事例2 日本家電の常識を覆した「バルミューダ」

「まるで欧米ブランド」と聞いてパッと思い浮かびやすいヒット事例として、家電ブランドのバルミューダもあげられる。バルミューダは、「まるで欧米ブランド」で日本家電の常識を覆す快進撃を続けている。

2003年に創業し、東京都武蔵野市に本社を構えるバルミューダは、自らを「クリエイティブとテクノロジーの会社」と表し、高品質でオシャレなデザイン家電で人気を集めている。創業時はノートパソコン用の冷却台やデスクライトの開発・販売をしていたが、2009年のリーマン・ショックの苦境を機に、独自の技術で自然の風を再現した扇風機「The GreenFan」を開発して一躍注目を集めた。

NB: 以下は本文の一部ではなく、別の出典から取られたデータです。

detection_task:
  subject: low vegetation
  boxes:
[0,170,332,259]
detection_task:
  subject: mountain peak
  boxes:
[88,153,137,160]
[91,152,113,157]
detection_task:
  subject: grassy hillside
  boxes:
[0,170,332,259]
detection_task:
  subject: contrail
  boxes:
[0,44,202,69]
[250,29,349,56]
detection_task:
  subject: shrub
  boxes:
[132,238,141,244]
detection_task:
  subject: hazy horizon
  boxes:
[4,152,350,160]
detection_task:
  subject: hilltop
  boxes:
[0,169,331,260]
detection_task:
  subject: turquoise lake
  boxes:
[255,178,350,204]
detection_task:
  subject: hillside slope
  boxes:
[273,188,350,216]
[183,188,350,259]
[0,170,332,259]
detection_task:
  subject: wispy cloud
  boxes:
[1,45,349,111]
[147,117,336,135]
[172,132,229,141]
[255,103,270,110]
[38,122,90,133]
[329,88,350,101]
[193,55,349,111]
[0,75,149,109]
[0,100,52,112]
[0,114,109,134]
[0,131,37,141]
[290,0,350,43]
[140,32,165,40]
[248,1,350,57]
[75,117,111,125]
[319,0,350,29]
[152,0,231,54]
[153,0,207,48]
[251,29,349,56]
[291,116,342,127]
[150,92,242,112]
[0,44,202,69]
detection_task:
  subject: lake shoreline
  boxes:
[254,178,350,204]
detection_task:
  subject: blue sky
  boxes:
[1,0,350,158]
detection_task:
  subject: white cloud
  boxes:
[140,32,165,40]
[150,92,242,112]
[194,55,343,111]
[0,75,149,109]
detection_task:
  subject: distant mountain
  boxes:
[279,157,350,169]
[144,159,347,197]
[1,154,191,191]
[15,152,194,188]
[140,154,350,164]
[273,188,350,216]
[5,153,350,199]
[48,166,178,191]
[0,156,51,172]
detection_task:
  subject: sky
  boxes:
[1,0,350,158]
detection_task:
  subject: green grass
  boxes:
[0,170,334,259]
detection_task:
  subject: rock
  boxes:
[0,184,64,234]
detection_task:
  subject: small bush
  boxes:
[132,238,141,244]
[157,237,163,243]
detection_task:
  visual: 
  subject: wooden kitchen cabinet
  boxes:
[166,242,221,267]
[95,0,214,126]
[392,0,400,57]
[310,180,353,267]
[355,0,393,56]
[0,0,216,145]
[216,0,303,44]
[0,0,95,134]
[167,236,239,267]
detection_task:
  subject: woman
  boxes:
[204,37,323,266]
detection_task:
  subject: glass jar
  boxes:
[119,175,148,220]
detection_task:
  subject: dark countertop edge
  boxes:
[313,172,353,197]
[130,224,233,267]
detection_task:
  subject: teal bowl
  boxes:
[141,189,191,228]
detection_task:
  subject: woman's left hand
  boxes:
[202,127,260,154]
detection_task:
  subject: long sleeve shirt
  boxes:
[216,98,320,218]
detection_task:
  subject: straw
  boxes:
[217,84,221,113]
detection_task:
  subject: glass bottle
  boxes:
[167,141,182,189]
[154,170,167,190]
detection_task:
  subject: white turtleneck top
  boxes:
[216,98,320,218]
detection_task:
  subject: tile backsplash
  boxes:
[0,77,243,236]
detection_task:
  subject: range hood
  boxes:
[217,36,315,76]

世界で1番美味しいトーストが食べられる体験を提供する「The Toaster」、前後だけでなく自由自在に動ける掃除機「The Cleaner」をはじめ、キッチン・空調・オーディオ・照明など商品展開を広げている。基本的には1つの商品に対して「BALMUDA The……」という1モデルのみで、相場を大きく上回る高価格設定が貫かれている。

「シンプル・イズ・ベスト」の価値が顧客の支持を集める

バルミューダの特徴として、自社工場を持たず国内外の工場に製造委託し、自社は設計やデザイン、ブランディングなどに専念している点がある。そうして生み出す商品は、「顧客にどんな体験を提供できるか」を重視している。だから、「The Toaster」の商品ガイドブックの表紙には、商品ではなく、焼き上がったトーストの写真が採用されている。顧客に届けたい体験を実現するために、「選択と集中」を徹底したモノづくりで、「シンプル・イズ・ベスト」といえる価値を突き詰めた商品を生み出し、顧客に支持されている。

日本の多くの家電メーカーは、商品の開発・改良にあたって多機能化を追い求めやすい。その結果、「いらない機能が沢山あって、値段が高い」という評価を受け、高品質ではなく、過剰品質な商品に陥って失敗するケースが少なくない。それに対してバルミューダは、逆に機能を絞り込み、そこで最高品質を創りあげることに専念している。多機能ではなく絞り込んだ高機能と高デザインで、高価格でも納得して選ばれるオシャレ家電になっているのだ。

家に招いたお客に自慢したくなる、欧米ブランドを彷彿とさせるクールなデザインで、なおかつ日本ならではの高い機能性と細部までこだわり抜いた設計が共存している。デザインと機能性の両立によってバルミューダは成長を続け、創業初年度には600万円だった売り上げを、2021年は約180億円、じつに3000倍にまで飛躍させている。